CHOCOLATE OLIVE OIL CAKE
50g cocoa powder, sifted
125 ml boiling water
2 teaspoons vanilla extract
150g ground almonds
1/2 teaspoon baking soda
1 pinch kitchen salt
150 ml regular olive oil
200g white caster sugar
3 eggs, room temperature
- Preheat the oven to 170°C/325ºF. Grease a 23 cm/9-inch spring form cake tin with a little oil.
- Line the base of the tin with baking parchment. Measure and sift the cocoa powder in a bowl.
- Whisk the boiling water into the cocoa till you have a smooth and chocolatey but runny paste.
- Whisk in vanilla extract, set aside to cool. Combine ground almonds with baking soda and salt.
- Put sugar, olive oil and eggs in a mixer with paddle attachment, beat vigorously for 3 minutes.
- You should have a pale-primrose, aerated and thickened cream. Turn the speed down a little.
- Pour in cocoa mixture. When all is scraped in, slowly tip in the ground almonds and scrape it.
- Stir it a little with a spatula. Pour batter into the prepared tin. Bake cake for 40 to 45 minutes.
- Bake until the sides are set and the centre on top still looks slightly damp. Cool for 10 minutes.
- Serve the chocolate cake cut into thin slices with vanilla ice cream, like a pudding.

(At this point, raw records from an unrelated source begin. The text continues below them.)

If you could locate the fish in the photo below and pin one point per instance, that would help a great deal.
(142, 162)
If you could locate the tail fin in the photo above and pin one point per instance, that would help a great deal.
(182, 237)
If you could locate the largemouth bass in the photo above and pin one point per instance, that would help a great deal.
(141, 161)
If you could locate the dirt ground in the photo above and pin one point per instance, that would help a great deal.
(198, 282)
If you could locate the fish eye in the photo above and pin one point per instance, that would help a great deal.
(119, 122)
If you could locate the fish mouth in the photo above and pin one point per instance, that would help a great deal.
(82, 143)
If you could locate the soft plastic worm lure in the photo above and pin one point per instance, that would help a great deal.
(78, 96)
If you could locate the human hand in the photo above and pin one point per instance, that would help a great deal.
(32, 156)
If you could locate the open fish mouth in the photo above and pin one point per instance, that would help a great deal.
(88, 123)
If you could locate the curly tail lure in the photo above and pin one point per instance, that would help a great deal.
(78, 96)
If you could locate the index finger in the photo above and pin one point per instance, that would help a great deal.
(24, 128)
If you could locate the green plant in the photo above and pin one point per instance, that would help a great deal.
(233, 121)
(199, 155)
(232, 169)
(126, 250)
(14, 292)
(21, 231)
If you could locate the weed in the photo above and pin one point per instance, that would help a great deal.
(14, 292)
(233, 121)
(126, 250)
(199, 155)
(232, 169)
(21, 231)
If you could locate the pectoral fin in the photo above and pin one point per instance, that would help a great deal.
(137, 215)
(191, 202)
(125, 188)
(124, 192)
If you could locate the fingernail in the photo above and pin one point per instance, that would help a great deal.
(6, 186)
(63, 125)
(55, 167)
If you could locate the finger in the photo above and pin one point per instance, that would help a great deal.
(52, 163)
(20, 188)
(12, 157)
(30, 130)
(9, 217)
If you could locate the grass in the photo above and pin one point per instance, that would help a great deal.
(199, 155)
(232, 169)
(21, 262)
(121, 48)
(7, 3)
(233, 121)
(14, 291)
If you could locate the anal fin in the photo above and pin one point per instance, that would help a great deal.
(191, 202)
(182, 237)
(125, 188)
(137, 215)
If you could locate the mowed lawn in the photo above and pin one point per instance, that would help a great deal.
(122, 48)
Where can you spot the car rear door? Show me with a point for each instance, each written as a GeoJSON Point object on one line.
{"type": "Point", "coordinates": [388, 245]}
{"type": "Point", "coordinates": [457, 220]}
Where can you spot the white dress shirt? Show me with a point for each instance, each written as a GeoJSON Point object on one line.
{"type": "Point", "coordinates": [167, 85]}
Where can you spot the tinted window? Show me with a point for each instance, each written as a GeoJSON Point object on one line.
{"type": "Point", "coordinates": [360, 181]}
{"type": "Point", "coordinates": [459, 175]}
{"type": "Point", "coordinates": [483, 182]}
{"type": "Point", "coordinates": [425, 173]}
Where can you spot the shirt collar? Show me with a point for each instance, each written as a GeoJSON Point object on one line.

Serves 8-10.
Nigella’s Olive Oil Chocolate Cake
Flan makes a delightfully elegant summer dessert without all the effort and expenses you would normally incur in the creation of something way more complicated but with no guarantee of turning out the way you want it. Flan spares you the pain of spending hours planning, baking and assembling; you can actually just whip it all together well in advance and whip it out at the very last moment and still expect a pat on the back for your culinary flair. Taken from Kitchme, this Spanish flan ditches the regular milk and eggs custard to derive its rich, velvety smooth texture from a mixture of condensed and evaporated milks. My tin of condensed milk had an almost dulce de leche consistency, which added to the pronounced caramel flavour I was hoping for in this simple yet ‘sophisticated’ dessert.
1 cup white granulated sugar
3 large eggs, room temperature
1 can (14 ounce) sweetened condensed milk
1 can (12 fluid ounce) evaporated milk
1 tablespoon vanilla extract
- Preheat oven to 350 degrees F (175 degrees C). Place a medium saucepan over medium-low heat.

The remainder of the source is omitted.